# Werebo reaches at 32000 posts



## Mars30 (Feb 23, 2010)

Congrats Werebo


:luxhello::luxhello::luxhello:


----------



## dai (Jul 2, 2004)

congratulations


----------



## jcgriff2 (Sep 30, 2007)

Congratulations!


----------



## Glaswegian (Sep 16, 2005)

Congrats and well done!


----------



## WereBo (Apr 5, 2008)

Thank you folks, 'tis mightily appreciated ray:


----------



## Basementgeek (Feb 7, 2005)

Congrats !

BG


----------



## joeten (Dec 4, 2008)

Congratulations


----------



## oscer1 (Jan 27, 2010)

Congratulations!


----------



## Old Rich (May 31, 2007)

Well done Werebo!!!


----------



## Will Watts (Jun 18, 2008)

Congratulations!


----------



## zuluclayman (Dec 16, 2005)

well done WereBo - that's an impressive total


----------



## Drew1369 (Jan 19, 2007)

Wow!

Yer old


----------



## WereBo (Apr 5, 2008)

Thanks guys, it wouldn't be possible without you all :laugh:

@ Drew - 32,000 isn't my age, it's just the post-count :grin:


----------



## shotgn (Aug 10, 2008)

Congratz!!


----------



## makinu1der2 (Jan 1, 2008)

Congratulations!!


----------



## JohnthePilot (Mar 30, 2006)

Congratulations.
Hot on my heels Bo. :grin:


----------



## WereBo (Apr 5, 2008)

Thanks all, it's an honour to work with you all :smile:


----------



## Redeye3323 (Sep 20, 2009)

Congrats WereBo my friend, keep on posting 



WereBo said:


> @ Drew - 32,000 isn't my age, it's just the post-count :grin:


Nar, it's halfway there though


----------



## WereBo (Apr 5, 2008)

Now then, just because I lent Moses a couple of ciggies once...... :grin:


----------



## Ninjaboi (Dec 27, 2010)

Congrats WereBo! Thanks for all the work you do!
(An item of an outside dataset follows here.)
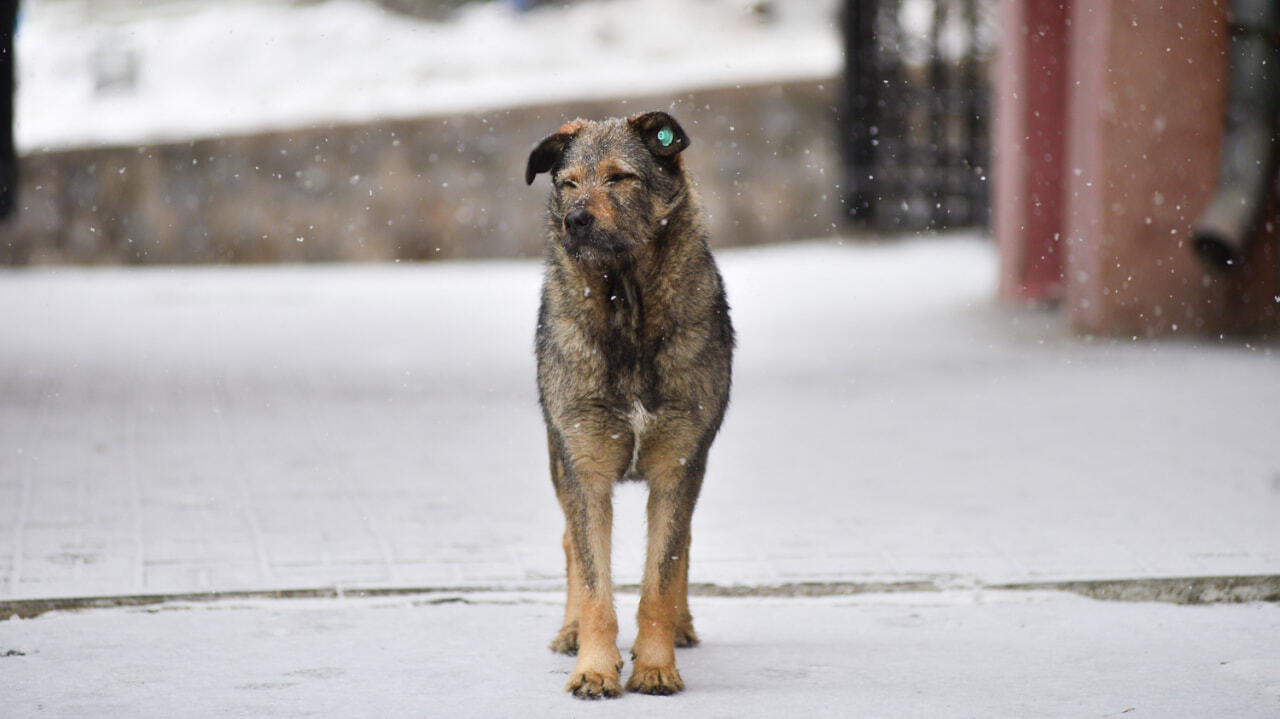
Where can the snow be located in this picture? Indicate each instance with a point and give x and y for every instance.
(178, 430)
(117, 73)
(955, 654)
(173, 430)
> Now then, just because I lent Moses a couple of ciggies once......


What about when you helped the fall of Rome? Don't tell me you're still trying to live that down? :grin:


----------



## WereBo (Apr 5, 2008)

Huh!!! All I did was to lean against some column, how was I to know it'd fall over against the next one.... And the next.... And the next?

Thanks Ninjaboi :grin:


----------



## joeten (Dec 4, 2008)

Did you give Nero the fiddle lessons


----------



## WereBo (Apr 5, 2008)

Naahhh, he was too highly strung to learn anything..... :laugh:


----------



## joeten (Dec 4, 2008)

Yeah I heard he was tight that night lol


----------



## SABL (Jul 4, 2008)

Congratulations Bo!! (Sorry I'm late for the party....any beverages left??)


----------



## Mars30 (Feb 23, 2010)

SABL said:


> any beverages left??


only H2O


----------



## WereBo (Apr 5, 2008)

I've got plenty of tea, if someone wants to put the kettle on


----------



## Ninjaboi (Dec 27, 2010)

I'm game, I'll bring out the fine china :grin:.


----------



## WereBo (Apr 5, 2008)

If you've got fine china large mugs, then great :grin:


----------



## joeten (Dec 4, 2008)

Would this do you Buy Wild & Wolf Vintage Beano Mug online at JohnLewis.com - John Lewis


----------



## WereBo (Apr 5, 2008)

I'm ok, I've got my 'Thermo-reactive' mug, it changes colour with temperature so I can see how hot my tea is and, depending where the colour-change is, how much tea is in the mug (black=cold, white=hot, shades of cream in-between) :grin:

(I got it as a freebie from the London Science Museum years ago, when I was doing some project at college :laugh


----------



## GZ (Jan 31, 2010)

Congrats 'Bo!


----------



## WereBo (Apr 5, 2008)

Thanks GZ and it's great to see you back again :grin:


----------



## scalh001 (Dec 17, 2011)

Great work to our resident Gandolf. Thanks for everything WereBo!


----------



## WereBo (Apr 5, 2008)

Thanks scalh001 :grin:


----------



## Redeye3323 (Sep 20, 2009)

WereBo said:


> I'm ok, I've got my 'Thermo-reactive' mug, it changes colour with temperature so I can see how hot my tea is and, depending where the colour-change is, how much tea is in the mug (black=cold, white=hot, shades of cream in-between) :grin:
> 
> (I got it as a freebie from the London Science Museum years ago, when I was doing some project at college :laugh


That sound quite cool, where can I get one xD


----------



## WereBo (Apr 5, 2008)

I don't know, I've never seen one since then - I could do with a new one myself, the glaze is getting scratched on the inside, causing the tea to stain it badly :sigh: - Luckily, it just adds to the flavour :grin:


----------



## Rich-M (May 2, 2007)

Many congrats for a job well done!


----------



## WereBo (Apr 5, 2008)

Thanks Rich-M :grin:


----------



## TheCyberMan (Jun 25, 2011)

hey WereBo congratultions my friend.


----------



## WereBo (Apr 5, 2008)

Thank 'ee lots CyberMan :laugh:


----------